Estimated v Actual rows in query plan

  • Hi Guys,

    This is general question initially without any DDL or query plan (my company won't allow it), therefore I am expecting to receive only general answers. If this is not enough to allow anyone to provide assistance then I will do my best to create some annonymised schema / data for you.

    I have a query that I have inherited and is causing me some issues, in the past few months it has jumped up from 10 seconds to 6 minutes without the data volumes really changing that much.

    Here is my (example) query and what I have tried / observed.


    SELECT
           s.Id,
           cc.ContactId,
           cc.CreateDate,
           cus.FirstName,
           cus.Lastname
           FROM   dbo.v_Sales s
           LEFT JOIN dbo.v_SaleCustomerContact cc
                  ON s.ContactId = cc.ContactId              
           LEFT JOIN v_SaleCustomers cus
                  ON s.CustomerId = cus.CustomerId;

    . The join to v_SaleCustomerContact is causing the problems, the query runs in about 10 seconds without this join but 6 mins with the join included
    . All views run almost instantly when executed individually
    . I have tried adding a non clustered index on SaleCustomerContact (ContactId) INCLUDE (CreateDate) but this made it run even slower
    . Estimated v Actual rows on SaleCustomerContact are way out (estimated = 8718.4, actual =  871840)
    . I have updated statistics on SaleCustomerContact with a full scan but the estimates are still incorrect
    . The query returns around 600k rows, it returns the first 400k in about 10 seconds, then there is a delay of about 5 minutes where nothing happens and then the remaining 200k rows are returned
    . All joins are 1:1

    I am sorry for no ddl or data, I am hoping I have provided enough details to allow someone to at least point me in the right direction.

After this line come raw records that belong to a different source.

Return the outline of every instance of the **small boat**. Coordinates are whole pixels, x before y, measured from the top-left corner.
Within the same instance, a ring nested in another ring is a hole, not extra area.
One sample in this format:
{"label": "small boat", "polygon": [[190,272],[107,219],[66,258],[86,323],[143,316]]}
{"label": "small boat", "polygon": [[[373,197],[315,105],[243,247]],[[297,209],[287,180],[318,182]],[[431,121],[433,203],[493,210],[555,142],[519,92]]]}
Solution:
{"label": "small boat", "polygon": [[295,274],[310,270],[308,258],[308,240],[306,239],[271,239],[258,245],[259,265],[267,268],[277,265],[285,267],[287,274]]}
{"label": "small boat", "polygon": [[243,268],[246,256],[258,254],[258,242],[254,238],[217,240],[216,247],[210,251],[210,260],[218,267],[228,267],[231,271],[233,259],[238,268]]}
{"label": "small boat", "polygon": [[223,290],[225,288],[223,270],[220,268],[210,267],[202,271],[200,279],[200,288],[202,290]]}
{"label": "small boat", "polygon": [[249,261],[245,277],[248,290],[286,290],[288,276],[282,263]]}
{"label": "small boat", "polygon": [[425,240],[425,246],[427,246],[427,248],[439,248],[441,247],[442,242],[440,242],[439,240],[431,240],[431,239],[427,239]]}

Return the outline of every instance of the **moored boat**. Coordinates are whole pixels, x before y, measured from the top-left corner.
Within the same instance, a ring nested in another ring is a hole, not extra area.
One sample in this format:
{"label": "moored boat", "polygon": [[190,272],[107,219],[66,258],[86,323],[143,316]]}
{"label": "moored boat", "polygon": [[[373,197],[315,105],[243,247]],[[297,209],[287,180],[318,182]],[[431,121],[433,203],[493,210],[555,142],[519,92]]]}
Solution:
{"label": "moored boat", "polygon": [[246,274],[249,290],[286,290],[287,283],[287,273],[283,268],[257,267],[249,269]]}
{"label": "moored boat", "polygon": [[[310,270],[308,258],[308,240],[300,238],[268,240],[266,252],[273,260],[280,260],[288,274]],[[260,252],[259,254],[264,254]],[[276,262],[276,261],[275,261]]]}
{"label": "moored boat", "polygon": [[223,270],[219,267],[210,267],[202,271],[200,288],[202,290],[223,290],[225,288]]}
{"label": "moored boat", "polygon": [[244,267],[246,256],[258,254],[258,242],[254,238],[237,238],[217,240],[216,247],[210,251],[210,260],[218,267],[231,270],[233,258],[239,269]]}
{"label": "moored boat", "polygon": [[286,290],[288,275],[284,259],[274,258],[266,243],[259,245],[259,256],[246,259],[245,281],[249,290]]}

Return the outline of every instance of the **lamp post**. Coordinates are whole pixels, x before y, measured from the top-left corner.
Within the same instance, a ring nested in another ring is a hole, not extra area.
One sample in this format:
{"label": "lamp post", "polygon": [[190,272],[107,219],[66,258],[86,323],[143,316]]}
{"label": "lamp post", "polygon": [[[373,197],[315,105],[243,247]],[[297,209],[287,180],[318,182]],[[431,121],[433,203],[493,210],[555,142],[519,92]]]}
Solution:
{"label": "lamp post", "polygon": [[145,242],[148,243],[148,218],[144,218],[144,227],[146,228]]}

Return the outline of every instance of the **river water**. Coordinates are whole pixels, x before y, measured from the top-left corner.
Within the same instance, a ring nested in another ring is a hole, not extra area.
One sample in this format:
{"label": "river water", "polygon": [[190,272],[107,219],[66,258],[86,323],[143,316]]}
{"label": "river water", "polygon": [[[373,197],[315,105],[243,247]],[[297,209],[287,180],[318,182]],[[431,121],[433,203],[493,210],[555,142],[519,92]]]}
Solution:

  • This will be hard without DDL and sample data, and especially a query plan. One thing I have noticed, however, is your joins are referencing an alias opp. You don't declare that alias, what what is it?

    Thom~

    Excuse my typos and sometimes awful grammar. My fingers work faster than my brain does.
    Larnu.uk

  • Thom A - Wednesday, April 19, 2017 3:29 AM

    This will be hard without DDL and sample data, and especially a query plan. One thing I have noticed, however, is your joins are referencing an alias opp. You don't declare that alias, what what is it?

    Sorry, this is because it wasn't the actual query and I just changed it slightly. Now fixed.

  • Anonymized query plan attached.

  • I take it from the names of the three objects in question that they're all views?  This adds a further layer of abstraction that makes it even harder for us to provide anything but the most general advice.

    If the joins are all 1:1, that suggests to me something is wrong with the database design, since I would expect such a relationship to be modelled with a single table or view, rather than requiring the join.

    John

  • Another thing to consider is the fact that you are joining 3 views to get very limited data.
    You will most likely get much better perf by getting the data directly from the underlying tables.

  • John Mitchell-245523 - Wednesday, April 19, 2017 3:52 AM

    I take it from the names of the three objects in question that they're all views?  This adds a further layer of abstraction that makes it even harder for us to provide anything but the most general advice.

    If the joins are all 1:1, that suggests to me something is wrong with the database design, since I would expect such a relationship to be modelled with a single table or view, rather than requiring the join.

    John

    Yes they are all views, and I agree completely with your point. There are actually views within views with this one unfortunately. The views are doing a UNION ALL from multiple tables

  • Yes, bad database design, almost certainly.  Are the tales being UNIONed Sales2017, Sales2016, Sales2015 and so on, by any chance?  When you said you updated the statistics, did you update them on all of the base tables involved in the view?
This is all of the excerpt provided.